The Neanderthals got in first and told whoever it was to get drunk. The women online took a more defensive approach and told the woman to seek out her friends or leave before the knuckle draggers looked on her as vulnerable and tried hitting on her. The name calling came next between the two groups and in amongst it all, the woman only known as TTBG got pushed to one side.
While all this was going on, I took a more philosophical point of view. As the name calling went on all over the general page, I clicked on 'private message' and, by the time I had pushed send, the damn thing looked like an essay. Seconds later the debate was about sending people to colonies on the Moon before sending any to Mars. I switched my roommate's computer off then, and got back to my own research without any of the distractions that his social page was bringing me.
A few weeks later Tony said he was off to the canteen to see some girl. Since it was none of my business I just shrugged and went back to reading. He came back about an hour later, scratching his head and telling me that the girl was a weirdo and he couldn't wait to leave. To me that meant he made some excuse about going to the bathroom and kept on going. I really did like the guy - hell, we had been roommates for a couple of years now and hadn't even had an argument - but Tony was never one for emotional entanglements on any level.
It was six weeks after that I really met Taylor. The rest of the people in the corridor at the time can attest to that.

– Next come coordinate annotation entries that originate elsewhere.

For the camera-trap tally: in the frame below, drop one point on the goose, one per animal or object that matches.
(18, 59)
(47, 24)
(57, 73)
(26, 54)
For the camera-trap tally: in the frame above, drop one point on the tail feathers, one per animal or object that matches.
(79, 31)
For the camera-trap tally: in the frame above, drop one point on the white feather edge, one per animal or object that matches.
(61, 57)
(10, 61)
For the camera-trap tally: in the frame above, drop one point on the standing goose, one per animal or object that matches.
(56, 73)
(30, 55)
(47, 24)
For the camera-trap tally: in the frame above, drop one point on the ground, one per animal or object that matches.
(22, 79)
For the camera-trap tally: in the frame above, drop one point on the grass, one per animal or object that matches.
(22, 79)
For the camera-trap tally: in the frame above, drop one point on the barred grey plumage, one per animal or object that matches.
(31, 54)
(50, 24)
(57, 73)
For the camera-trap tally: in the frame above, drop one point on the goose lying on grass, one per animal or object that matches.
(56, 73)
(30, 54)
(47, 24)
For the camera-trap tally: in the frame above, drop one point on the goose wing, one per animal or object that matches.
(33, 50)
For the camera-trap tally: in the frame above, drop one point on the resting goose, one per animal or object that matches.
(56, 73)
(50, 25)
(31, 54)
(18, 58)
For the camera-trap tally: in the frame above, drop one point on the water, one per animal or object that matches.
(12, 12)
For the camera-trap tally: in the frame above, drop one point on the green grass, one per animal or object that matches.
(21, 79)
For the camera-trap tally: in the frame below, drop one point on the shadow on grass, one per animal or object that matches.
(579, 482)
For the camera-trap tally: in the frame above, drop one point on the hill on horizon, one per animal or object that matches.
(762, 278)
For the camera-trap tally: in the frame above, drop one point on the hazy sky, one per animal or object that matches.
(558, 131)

"Excuse me. Are you Mitchell Cromwell?"
When I turned around, Taylor Dennison was standing there with a few books resting on her arm and an intense gaze in her dark eyes, two of her friends waiting patiently behind her. When I nodded in the affirmative she handed her books to one of her friends and slapped me across the cheek. The whole corridor heard the slap and looked on, waiting for whatever was going to happen next. Other than her friend handing her books back and all three walking off talking to each other, nothing else did happen.
Both the heat of the slap and the confusion as to why I got it troubled me throughout the day. Even when I got back to my apartment and told Tony about the slapping incident, I was still as confused as hell. The Taylor Dennisons of this world may pass people like me in a corridor, but to actually talk to one of us? Not in this lifetime. And, for the life of me, I couldn't imagine any possible reason for her to hit me.

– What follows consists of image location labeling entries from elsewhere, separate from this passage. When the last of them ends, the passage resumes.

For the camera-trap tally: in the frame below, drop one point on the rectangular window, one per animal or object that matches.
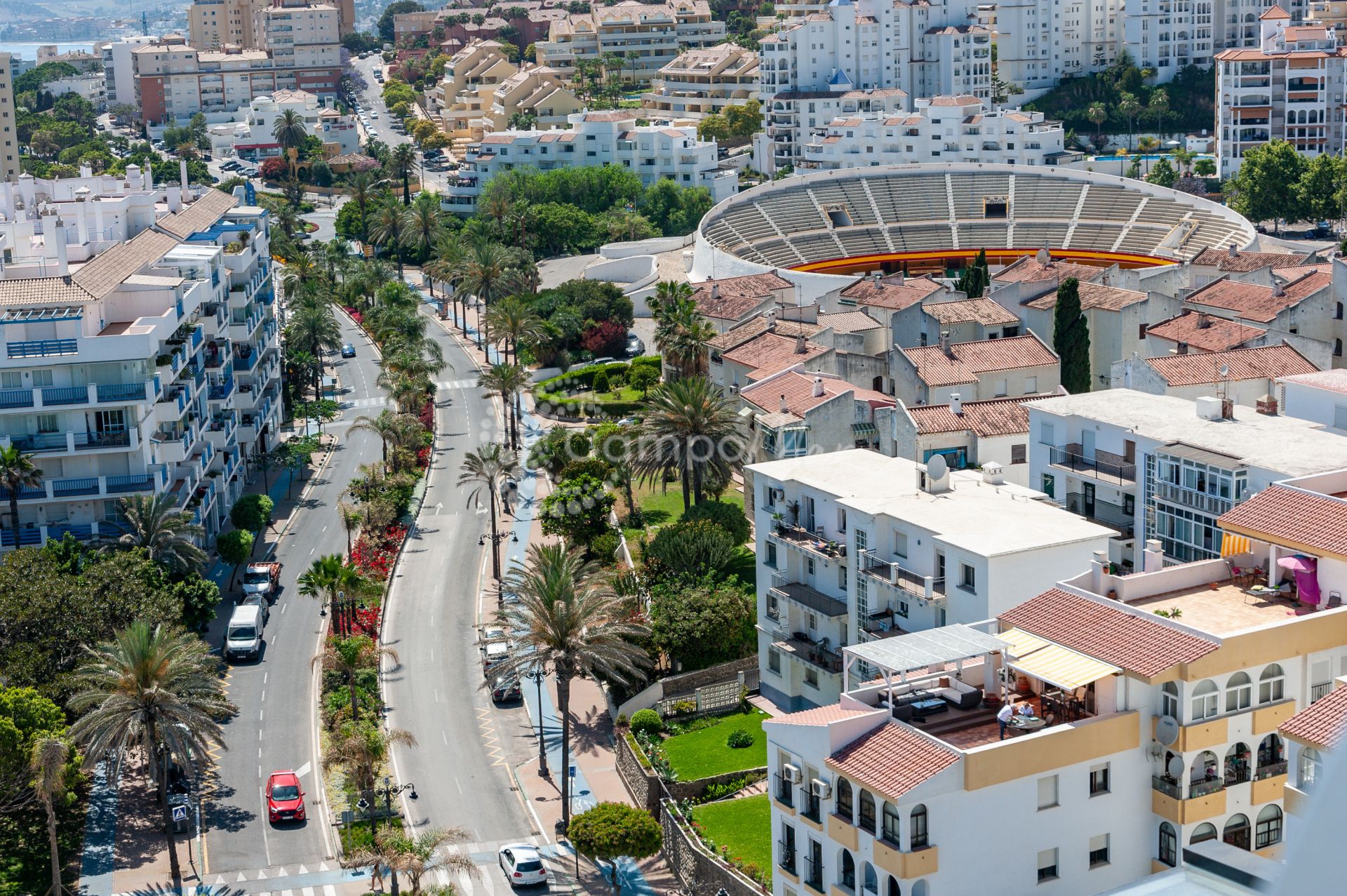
(1048, 791)
(1047, 865)
(1098, 850)
(1099, 779)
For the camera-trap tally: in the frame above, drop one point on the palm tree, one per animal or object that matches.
(689, 427)
(403, 158)
(349, 655)
(290, 131)
(507, 380)
(336, 584)
(514, 321)
(155, 689)
(165, 533)
(18, 472)
(48, 764)
(575, 624)
(388, 227)
(487, 469)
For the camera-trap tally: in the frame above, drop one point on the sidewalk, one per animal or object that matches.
(593, 756)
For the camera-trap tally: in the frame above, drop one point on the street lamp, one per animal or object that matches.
(537, 676)
(496, 549)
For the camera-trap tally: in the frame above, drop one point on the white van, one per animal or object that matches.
(243, 638)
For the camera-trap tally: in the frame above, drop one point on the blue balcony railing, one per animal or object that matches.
(121, 391)
(41, 348)
(15, 398)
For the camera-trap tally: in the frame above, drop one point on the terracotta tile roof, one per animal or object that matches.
(771, 352)
(1254, 302)
(1028, 270)
(107, 270)
(1205, 332)
(1264, 361)
(1093, 295)
(199, 216)
(996, 417)
(41, 291)
(970, 310)
(796, 389)
(821, 716)
(849, 322)
(1292, 516)
(984, 356)
(755, 326)
(1320, 724)
(737, 295)
(1244, 262)
(892, 759)
(1331, 380)
(1108, 634)
(893, 293)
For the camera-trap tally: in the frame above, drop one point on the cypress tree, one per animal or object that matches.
(1071, 337)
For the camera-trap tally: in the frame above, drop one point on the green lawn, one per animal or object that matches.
(744, 825)
(705, 754)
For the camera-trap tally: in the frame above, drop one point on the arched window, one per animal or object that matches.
(1170, 700)
(845, 799)
(1311, 767)
(847, 878)
(891, 824)
(918, 834)
(1205, 701)
(1272, 685)
(1269, 827)
(1168, 845)
(866, 822)
(1240, 693)
(1237, 831)
(1203, 833)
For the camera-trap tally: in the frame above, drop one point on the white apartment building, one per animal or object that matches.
(648, 34)
(594, 139)
(1156, 467)
(939, 130)
(150, 367)
(702, 83)
(856, 549)
(1285, 86)
(1149, 735)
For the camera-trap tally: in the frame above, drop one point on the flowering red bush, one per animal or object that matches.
(604, 338)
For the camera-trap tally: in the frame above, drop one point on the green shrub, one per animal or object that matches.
(648, 723)
(725, 515)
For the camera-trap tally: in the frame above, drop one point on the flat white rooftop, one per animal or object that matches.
(973, 515)
(1280, 443)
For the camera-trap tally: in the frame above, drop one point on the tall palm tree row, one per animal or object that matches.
(155, 690)
(488, 469)
(689, 429)
(575, 624)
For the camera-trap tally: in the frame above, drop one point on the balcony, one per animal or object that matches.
(1071, 457)
(1104, 512)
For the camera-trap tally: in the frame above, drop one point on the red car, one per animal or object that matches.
(285, 798)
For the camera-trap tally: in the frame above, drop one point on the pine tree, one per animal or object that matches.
(1071, 337)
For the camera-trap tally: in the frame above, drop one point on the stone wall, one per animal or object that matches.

"Let me guess, tallish? I would say five six, maybe seven. Long hair that stops between her shoulder blades and small of her back, tits that say come home to momma, and an ass that you feel could keep you company in the bedroom for the rest of your life?"
Other than the fact he missed out the fact she was African-American, he all but nailed the description of Taylor. I nodded my head once again.
"Thought as much. She was the one I took to the canteen and then she started talking weird - something about being in a room full of people."
Tony was heading out the door when I got that little tidbit of information, and suddenly the whole puzzle came together. Now I knew the face behind TTBG, not to mention the answer to what I sent her in reply to her question.
*******
The slapping incident quickly became a thing of memory, as do many subjects on a college campus. Too much going on and just not enough hours in the day, I suppose. The next interesting thing that happened was a conversation with Marta. Now Marta is a great girl, and we had some interesting conversations in our time, both on campus and in the library. We learned real quick that we would never be anything but friends, but we did know that this friendship would last well past our time at this college.